Administration and Dosage Guidelines
Tincture doses are usually measured by the dropperful, with the assumption that you’re working from a dose bottle that is 1 to 4 fluid ounces in size and has a dropper top. Squeezing the dropper and allowing it to fill as much as possible makes 1 “dropperful” even though the entire glass dropper won’t be filled to the top. A dropperful equals approximately 30 drops. Measured strictly, this will be about 1 millilitre of liquid per dropperful.
Most tinctures are taken in doses of 1 to 4 droppersful, 3 to 5 times per day.
If you don’t have any dropper tops on hand, use a teaspoon. One teaspoon is equivalent to about 5 millilitres, so if the remedy calls for a dose of 2 to 4 droppersful, you can use 1/2 to 1 teaspoon and it will be close enough.
Shelf Life and Storage Guidelines
Tinctures should be stored in colored glass bottles, or kept in a dark place, to prevent degradation from light exposure. For long-term storage, use a bottle with a flat cap rather than a dropper top – the rubber in the dropper will degrade over time if exposed to alcohol fumes.
If stored properly, tinctures will retain full potency for 5 to 10 years, or even longer.
Necessary Tools, Equipment, or Ingredients
If using fresh, let wilt for a half day or so spread out on brown paper bags or a clean tabletop, this will allow some water content to evaporate. Then chop or run through a blender before you put in the jar and add the alcohol.
- Vodka, or Brandy.
Other alcoholic beverages can be used as long as they are 80 or 100 proof (40 to 50 percent alcohol content).
- Mason jars of various sizes for maceration.

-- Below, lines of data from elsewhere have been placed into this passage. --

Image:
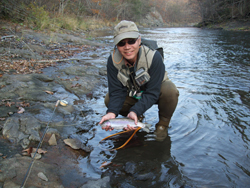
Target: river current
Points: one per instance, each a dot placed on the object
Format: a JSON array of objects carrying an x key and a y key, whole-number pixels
[{"x": 208, "y": 139}]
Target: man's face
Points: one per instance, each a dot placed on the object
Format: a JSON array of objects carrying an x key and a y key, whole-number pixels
[{"x": 129, "y": 48}]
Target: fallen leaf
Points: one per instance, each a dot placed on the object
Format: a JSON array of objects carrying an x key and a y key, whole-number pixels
[
  {"x": 33, "y": 150},
  {"x": 20, "y": 110},
  {"x": 104, "y": 164},
  {"x": 49, "y": 92}
]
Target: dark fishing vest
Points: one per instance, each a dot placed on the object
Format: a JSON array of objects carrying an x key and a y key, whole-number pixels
[{"x": 144, "y": 61}]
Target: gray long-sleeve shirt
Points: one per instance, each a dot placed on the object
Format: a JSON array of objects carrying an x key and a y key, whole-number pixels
[{"x": 151, "y": 92}]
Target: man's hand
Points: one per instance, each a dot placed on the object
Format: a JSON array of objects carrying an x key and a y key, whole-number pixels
[
  {"x": 133, "y": 116},
  {"x": 108, "y": 116}
]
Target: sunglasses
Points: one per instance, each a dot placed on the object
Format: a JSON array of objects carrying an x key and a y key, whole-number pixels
[{"x": 130, "y": 42}]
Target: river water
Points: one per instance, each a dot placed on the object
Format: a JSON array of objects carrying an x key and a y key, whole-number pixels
[{"x": 208, "y": 139}]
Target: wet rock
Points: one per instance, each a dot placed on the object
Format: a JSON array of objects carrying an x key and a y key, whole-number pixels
[
  {"x": 15, "y": 168},
  {"x": 42, "y": 176},
  {"x": 8, "y": 170},
  {"x": 77, "y": 144},
  {"x": 52, "y": 140},
  {"x": 51, "y": 131},
  {"x": 130, "y": 168},
  {"x": 36, "y": 155},
  {"x": 25, "y": 143},
  {"x": 145, "y": 177},
  {"x": 100, "y": 183},
  {"x": 126, "y": 185},
  {"x": 73, "y": 143},
  {"x": 43, "y": 78},
  {"x": 10, "y": 184},
  {"x": 17, "y": 128}
]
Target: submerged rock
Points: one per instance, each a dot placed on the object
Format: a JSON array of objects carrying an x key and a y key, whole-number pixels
[
  {"x": 77, "y": 144},
  {"x": 52, "y": 140},
  {"x": 101, "y": 183},
  {"x": 42, "y": 176}
]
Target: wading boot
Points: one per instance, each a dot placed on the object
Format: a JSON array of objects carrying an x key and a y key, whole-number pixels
[{"x": 161, "y": 129}]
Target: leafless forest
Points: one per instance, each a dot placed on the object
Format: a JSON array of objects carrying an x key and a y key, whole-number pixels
[{"x": 172, "y": 11}]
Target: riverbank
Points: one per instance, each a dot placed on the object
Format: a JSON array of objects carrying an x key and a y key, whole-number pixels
[
  {"x": 38, "y": 68},
  {"x": 232, "y": 25}
]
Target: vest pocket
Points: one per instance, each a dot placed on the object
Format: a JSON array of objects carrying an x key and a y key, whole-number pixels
[{"x": 122, "y": 78}]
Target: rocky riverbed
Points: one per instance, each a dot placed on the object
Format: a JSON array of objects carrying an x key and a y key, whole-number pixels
[{"x": 37, "y": 71}]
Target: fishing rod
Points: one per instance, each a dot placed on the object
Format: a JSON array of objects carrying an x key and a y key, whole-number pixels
[{"x": 63, "y": 103}]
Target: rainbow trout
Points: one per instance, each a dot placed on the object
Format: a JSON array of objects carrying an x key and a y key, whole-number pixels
[{"x": 120, "y": 123}]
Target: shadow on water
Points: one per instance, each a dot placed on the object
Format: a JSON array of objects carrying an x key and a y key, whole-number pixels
[{"x": 208, "y": 140}]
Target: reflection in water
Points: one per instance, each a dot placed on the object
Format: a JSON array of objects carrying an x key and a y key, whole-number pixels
[{"x": 208, "y": 143}]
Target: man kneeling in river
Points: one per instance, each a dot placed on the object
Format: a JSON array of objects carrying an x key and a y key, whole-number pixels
[{"x": 137, "y": 80}]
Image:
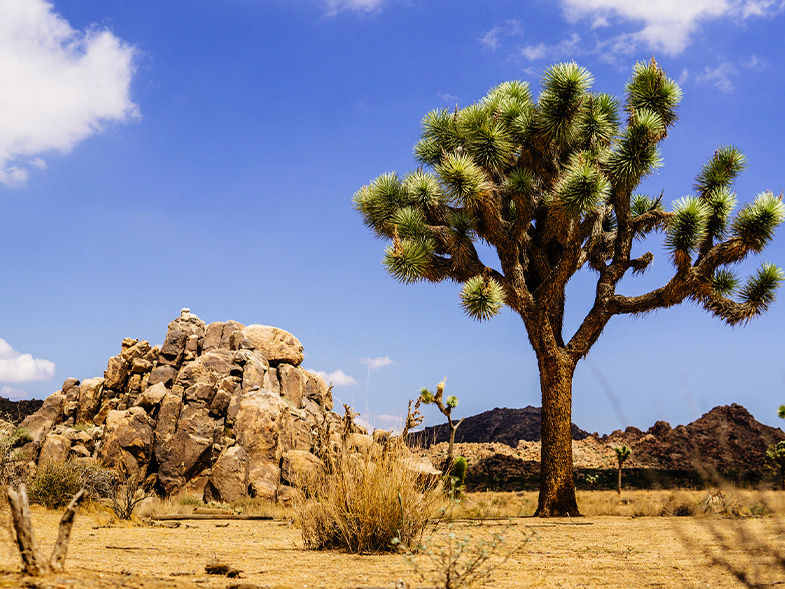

- Dosage and storage bottles
Preparing Remedies – Step by Step
Fill a mason jar half to three-fourths full with the herb you want to tincture. If using roots, which tend to swell in liquid, stay on the half-full side. If using leaves or flowers, fill to the three-fourths mark. Fill the jar to the top with alcohol.
Close securely and label the jar, including the date you started. For example: Chamomile tincture in vodka, 50 % alcohol, 1/3/2018.
Macerate (allow the herbs to infuse in the alcohol) for 4 weeks. Shake the bottle every day or so to encourage maximum constituent release. Otherwise, keep in a cool, dark place.
Strain, re-bottle in colored glass vials, and add the finish date to the label.
- Small amounts are effective.
For herbs with unappealing flavors, you can get an effective dose without having to drink a pot of tea.
Tinctures can be taken as they are, blended into formulas, or mixed with other ingredients, as in elixirs and liniments.
Tincture dose bottles can be carried easily in a bag or stashed in a drawer at work, and are ready to take as soon as you need them.
- Long shelf life.
Tinctures can last decades if properly stored.
- Contain alcohol.
Tinctures cannot be used by those who cannot consume alcohol due to liver problems, being a recovering alcoholic, religious reasons, or other situations in which alcohol is not advised or appropriate.
- Preparation time.
Tinctures made by maceration take at least 2 weeks, usually 1 month, to be ready. You’ll have to plan ahead.
There is some variation in tincture-making processes, and more precise methods use weights and measures to arrive at a standardized ratio of plant matter to solvent often seen on a tincture bottle as a ratio such as 1:5, indicating that each 5 millilitres of tincture carries the equivalent of 1 gram of herb material. The simple maceration method described here will suffice in most situations.
You can use any alcohol you like for tincturing as long as it has a high enough alcohol content. For example, an excellent tincture of herbs for the urinary system might use gin because it already contains juniper, which is a urinary antiseptic herb. Tequila and catnip are also nice in combination.
Some plants require more alcohol, some more water. The vast majority of plants are fine to tincture in vodka or brandy (40 to 50% alcohol). When extracting resins, consider using grain alcohol (95% alcohol). When extracting mucilages use water with just enough alcohol to prevent molding (20% of the total) For shelf-stable preservation, 20% alcohol is the minimum.
You can tincture herbal powders, they just require a lot more shaking to extract well and are a bit more difficult to strain at the end.
Practically speaking, you’ll make larger amounts (pints to quarts) of individual plant tinctures, then blend them together in small amounts (2 to 8 fluid ounces) of formulas. As time goes on, you may find a lot of help from a particular formula and want to have more on hand, but wait until you’ve worked through your first few ounces ( to make sure you like it or know better how much you need) before you do that.
It’s also okay to tincture more than one plant together right from the start, rather than tincturing them all individually and then blending the tinctures.